First some perspective: A fact sheet from the Michigan Department of Community Health notes that the Agency for Toxic Substances and Disease Registry (ATSDR) recommends that in homes mercury vapor not exceed 1,000 nanograms per cubic meter of air (ng/m3).
When the Health Department tested various areas at the plant in March 2014, the air near the shop door came in with a “safe” reading of 582 nanograms per cubic meter of air (ng/m3). The air in the locker room came in at 113 ng/m3. The air near the shop office read 462 ng/m3.
But when the inspectors bagged each of two shop vacuums that were said to have been used in the botched November cleanup, they found that the air in the bag with “Dewalt Vac #1” measured 22,000 ng/m3. That’s 22 times the mercury vapor level considered “safe” for a home. The air in the bag with “Dewalt Vac #2” came in at 11,000. And the air around an item marked “hose” registered at 4,500 ng/m3.
Based on these readings, this equipment was obviously still actively contaminated with mercury four months after the spill. Keep in mind that shop vacs typically heat up when used—i.e., if there is liquid mercury in them, some of it is likely to convert to mercury vapor.

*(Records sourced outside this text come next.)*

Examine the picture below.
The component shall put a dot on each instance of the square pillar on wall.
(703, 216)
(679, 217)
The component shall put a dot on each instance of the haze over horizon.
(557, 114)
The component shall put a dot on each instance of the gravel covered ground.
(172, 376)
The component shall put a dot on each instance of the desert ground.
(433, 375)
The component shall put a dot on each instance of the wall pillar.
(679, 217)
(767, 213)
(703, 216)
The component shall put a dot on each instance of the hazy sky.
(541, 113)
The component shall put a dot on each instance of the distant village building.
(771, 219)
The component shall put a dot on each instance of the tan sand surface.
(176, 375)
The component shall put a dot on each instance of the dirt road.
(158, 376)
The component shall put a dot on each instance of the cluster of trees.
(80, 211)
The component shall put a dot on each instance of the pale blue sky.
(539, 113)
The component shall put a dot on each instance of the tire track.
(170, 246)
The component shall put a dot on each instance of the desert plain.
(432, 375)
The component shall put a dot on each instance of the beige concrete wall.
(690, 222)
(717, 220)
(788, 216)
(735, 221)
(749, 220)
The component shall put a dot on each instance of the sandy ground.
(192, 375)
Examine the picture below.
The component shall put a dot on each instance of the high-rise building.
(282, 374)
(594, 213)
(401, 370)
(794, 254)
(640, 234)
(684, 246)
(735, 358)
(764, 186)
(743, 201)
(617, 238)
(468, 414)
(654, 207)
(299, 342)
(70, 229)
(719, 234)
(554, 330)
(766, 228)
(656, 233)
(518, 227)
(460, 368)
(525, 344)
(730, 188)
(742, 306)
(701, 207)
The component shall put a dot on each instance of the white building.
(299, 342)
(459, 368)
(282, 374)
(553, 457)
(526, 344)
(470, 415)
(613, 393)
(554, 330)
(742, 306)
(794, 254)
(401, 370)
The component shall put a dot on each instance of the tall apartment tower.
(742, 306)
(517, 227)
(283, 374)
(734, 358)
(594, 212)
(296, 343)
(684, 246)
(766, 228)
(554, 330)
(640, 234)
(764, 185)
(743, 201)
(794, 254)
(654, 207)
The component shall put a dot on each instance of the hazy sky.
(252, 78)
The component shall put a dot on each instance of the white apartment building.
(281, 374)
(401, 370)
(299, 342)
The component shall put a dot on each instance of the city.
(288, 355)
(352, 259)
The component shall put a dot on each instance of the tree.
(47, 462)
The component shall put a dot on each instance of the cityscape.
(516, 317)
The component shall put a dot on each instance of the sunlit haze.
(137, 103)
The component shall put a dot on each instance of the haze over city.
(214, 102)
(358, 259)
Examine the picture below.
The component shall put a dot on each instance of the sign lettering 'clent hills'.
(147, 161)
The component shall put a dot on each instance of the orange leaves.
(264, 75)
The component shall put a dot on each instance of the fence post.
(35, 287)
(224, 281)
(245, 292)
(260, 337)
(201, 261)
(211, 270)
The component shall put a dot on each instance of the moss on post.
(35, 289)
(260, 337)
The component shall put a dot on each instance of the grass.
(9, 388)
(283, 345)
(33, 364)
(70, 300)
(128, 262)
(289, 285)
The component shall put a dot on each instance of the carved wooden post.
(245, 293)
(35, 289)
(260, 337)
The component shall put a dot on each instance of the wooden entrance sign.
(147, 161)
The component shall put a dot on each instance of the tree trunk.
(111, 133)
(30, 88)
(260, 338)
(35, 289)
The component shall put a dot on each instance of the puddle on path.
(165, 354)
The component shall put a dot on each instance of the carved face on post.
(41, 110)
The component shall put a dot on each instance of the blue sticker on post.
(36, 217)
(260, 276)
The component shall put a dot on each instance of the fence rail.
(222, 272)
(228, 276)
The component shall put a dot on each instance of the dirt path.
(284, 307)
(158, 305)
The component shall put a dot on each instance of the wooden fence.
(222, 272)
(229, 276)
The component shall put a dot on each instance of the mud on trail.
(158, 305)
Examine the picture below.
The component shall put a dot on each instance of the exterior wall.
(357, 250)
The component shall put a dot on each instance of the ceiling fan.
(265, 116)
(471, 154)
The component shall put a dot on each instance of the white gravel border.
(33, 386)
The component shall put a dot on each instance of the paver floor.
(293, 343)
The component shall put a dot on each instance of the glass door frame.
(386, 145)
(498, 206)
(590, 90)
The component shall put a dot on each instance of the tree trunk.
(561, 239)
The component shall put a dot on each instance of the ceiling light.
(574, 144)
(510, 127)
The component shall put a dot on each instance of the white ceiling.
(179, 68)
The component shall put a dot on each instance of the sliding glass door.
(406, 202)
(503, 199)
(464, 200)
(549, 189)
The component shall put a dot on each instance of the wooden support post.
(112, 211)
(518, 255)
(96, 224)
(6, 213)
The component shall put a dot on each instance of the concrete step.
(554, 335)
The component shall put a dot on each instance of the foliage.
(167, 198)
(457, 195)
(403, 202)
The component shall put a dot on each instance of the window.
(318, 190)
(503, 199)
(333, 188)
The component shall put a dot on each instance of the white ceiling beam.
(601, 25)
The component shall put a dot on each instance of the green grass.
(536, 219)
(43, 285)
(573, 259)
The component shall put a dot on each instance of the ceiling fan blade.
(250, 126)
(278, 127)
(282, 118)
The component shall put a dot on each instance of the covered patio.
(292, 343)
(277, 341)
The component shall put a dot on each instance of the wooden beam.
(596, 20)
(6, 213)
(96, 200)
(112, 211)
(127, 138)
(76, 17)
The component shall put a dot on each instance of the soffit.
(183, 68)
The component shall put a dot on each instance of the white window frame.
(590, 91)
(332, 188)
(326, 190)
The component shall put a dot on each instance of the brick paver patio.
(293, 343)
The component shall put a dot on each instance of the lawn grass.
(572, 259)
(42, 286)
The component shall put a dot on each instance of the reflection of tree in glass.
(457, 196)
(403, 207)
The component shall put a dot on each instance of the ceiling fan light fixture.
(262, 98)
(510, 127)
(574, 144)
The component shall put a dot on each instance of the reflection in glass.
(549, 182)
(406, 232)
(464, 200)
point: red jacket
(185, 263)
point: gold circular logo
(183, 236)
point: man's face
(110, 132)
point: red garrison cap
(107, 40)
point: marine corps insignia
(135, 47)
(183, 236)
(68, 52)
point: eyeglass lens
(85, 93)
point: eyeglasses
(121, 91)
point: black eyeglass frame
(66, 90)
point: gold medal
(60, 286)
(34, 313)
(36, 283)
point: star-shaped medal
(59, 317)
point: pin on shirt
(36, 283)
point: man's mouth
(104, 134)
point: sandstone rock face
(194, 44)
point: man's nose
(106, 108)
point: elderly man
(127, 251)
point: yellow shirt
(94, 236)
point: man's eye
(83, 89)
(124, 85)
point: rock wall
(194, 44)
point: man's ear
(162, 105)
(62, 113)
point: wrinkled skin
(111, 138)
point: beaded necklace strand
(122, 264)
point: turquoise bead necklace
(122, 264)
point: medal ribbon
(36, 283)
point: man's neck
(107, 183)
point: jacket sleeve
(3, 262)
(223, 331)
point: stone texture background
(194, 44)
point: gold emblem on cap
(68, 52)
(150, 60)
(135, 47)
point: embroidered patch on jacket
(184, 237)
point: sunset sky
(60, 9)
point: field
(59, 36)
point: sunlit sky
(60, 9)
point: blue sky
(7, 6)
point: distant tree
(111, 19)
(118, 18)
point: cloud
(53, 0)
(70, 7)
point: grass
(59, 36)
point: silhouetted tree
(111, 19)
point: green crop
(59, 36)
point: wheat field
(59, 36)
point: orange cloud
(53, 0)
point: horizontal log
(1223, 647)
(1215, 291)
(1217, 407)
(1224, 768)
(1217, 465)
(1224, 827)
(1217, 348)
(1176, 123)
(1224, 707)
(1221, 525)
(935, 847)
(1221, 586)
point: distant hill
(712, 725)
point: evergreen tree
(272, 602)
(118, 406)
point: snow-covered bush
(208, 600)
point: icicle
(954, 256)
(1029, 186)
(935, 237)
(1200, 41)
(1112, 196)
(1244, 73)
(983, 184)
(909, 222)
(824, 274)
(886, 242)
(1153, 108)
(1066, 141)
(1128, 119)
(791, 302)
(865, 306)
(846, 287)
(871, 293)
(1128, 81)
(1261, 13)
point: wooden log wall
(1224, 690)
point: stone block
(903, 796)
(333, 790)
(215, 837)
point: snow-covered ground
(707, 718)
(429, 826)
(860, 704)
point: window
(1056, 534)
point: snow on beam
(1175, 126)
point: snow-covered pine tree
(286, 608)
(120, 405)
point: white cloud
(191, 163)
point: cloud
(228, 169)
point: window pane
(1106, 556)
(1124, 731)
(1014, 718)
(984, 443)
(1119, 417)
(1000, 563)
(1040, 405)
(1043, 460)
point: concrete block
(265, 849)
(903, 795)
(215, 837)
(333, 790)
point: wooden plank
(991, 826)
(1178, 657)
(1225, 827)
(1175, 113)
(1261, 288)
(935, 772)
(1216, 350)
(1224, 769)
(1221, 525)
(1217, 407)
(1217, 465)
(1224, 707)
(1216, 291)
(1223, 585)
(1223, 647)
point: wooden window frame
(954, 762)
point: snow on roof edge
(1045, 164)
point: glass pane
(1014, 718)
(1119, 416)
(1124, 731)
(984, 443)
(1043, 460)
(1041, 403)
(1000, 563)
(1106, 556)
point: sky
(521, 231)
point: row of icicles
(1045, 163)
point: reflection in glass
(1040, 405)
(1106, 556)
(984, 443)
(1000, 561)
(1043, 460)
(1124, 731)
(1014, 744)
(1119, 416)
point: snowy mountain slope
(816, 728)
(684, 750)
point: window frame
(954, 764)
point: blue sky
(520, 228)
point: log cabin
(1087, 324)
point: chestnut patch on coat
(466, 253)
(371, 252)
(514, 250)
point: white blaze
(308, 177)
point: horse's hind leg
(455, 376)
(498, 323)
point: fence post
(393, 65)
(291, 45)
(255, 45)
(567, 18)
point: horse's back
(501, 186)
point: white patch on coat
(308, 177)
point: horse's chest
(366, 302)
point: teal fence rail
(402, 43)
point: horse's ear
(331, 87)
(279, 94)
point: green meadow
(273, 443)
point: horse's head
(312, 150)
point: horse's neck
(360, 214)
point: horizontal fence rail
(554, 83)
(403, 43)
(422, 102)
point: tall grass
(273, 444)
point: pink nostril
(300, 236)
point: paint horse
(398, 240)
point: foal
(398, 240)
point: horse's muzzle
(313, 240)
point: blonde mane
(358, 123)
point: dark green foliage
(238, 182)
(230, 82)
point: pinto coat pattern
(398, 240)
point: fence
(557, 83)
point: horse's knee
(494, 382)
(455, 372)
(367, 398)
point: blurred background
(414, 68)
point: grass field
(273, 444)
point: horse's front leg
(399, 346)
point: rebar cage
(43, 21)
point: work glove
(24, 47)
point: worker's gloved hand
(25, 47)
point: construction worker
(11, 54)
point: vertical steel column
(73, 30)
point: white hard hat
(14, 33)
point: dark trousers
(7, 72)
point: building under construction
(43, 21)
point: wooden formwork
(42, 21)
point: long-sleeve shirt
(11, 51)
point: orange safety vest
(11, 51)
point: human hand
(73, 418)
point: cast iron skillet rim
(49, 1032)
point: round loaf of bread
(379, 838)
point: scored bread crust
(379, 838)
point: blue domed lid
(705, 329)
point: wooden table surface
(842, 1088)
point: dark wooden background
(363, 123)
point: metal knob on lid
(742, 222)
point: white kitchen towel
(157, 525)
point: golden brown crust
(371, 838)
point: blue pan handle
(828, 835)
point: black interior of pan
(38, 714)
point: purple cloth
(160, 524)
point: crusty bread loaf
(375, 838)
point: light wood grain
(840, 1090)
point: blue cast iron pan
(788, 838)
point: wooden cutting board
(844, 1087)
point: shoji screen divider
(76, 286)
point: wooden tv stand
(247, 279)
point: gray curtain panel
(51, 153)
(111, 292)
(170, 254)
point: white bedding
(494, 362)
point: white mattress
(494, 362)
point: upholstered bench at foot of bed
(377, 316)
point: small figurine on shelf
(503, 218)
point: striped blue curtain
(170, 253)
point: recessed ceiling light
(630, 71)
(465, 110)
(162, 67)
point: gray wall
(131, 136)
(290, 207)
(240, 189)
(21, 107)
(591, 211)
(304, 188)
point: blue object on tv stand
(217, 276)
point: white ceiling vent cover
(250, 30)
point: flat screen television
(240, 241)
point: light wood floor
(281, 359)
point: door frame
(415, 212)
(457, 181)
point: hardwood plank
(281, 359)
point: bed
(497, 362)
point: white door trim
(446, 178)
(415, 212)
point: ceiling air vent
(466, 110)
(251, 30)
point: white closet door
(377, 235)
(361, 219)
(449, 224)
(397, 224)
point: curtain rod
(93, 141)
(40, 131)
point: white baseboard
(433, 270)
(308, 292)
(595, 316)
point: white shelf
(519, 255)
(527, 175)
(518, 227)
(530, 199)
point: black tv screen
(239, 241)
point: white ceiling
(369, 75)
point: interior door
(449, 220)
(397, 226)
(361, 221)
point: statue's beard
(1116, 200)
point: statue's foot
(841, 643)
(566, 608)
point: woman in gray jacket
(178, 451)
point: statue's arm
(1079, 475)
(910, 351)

And was there a third vacuum that the Health Department didn’t even identify in March? If not, why did plant superintendent Garnham tell the hazardous waste disposal contractor EQ that three vacuums contaminated with mercury needed to be disposed of when she was looking for disposal bids?
When the City finally notified the public about what happened at Hannah about two weeks after Stokes was told by his employees about the issue, the City would insist on saying that only a potentially contaminated hose (and not a vacuum) had been used at Hannah. For example, in response to questions from me, on October 27, 2014, City Manager Lahanas wrote, “Also to clarify, the shop vac was not used in Hannah. Only the hose from the shop vac was used.”
But how Lahanas could be so sure it was just a contaminated hose (and not a vacuum, too) is unclear from the communications I have obtained, where, for example, Neumann is found telling the Health Department “a shop vacuum that had been used to clean up a mercury spill . . . was later used to blow out heating coils at the Hannah Community Center.”
Indeed, what Neumann said next to the Health Department again shows the persistent fundamental misunderstanding with regard to the March 2014 “clean up” at the plant: “As you may recall, this shop vacuum was identified and properly disposed of upon our knowledge of the incident in March 2014, with the County’s assistance.”
But the County Health had not taken the vacuums then. It would be about another month after the Health Department’s visit before the vacuum would be properly quarantined and marked according to DEQ’s rules about hazardous waste. And it would be another three months before the (two or three?) vacuums were hauled off as hazardous waste.
So what happened at Hannah? And more importantly, what happened with those two or possibly three contaminated vacuums and their hoses elsewhere in the City between November 2013 and March 2014?
I think it is safe to say no one really knows. I have repeatedly asked City Manager George Lahanas about where equipment was between November 2013 and March 2014, and gotten no answer.
Nevertheless, as the next installment of this series will show, as the spread of the spill to Hannah began to go public, City leaders would significantly overestimate their surety about what contaminated equipment had been where, and understate ongoing problems with the handling of the spill.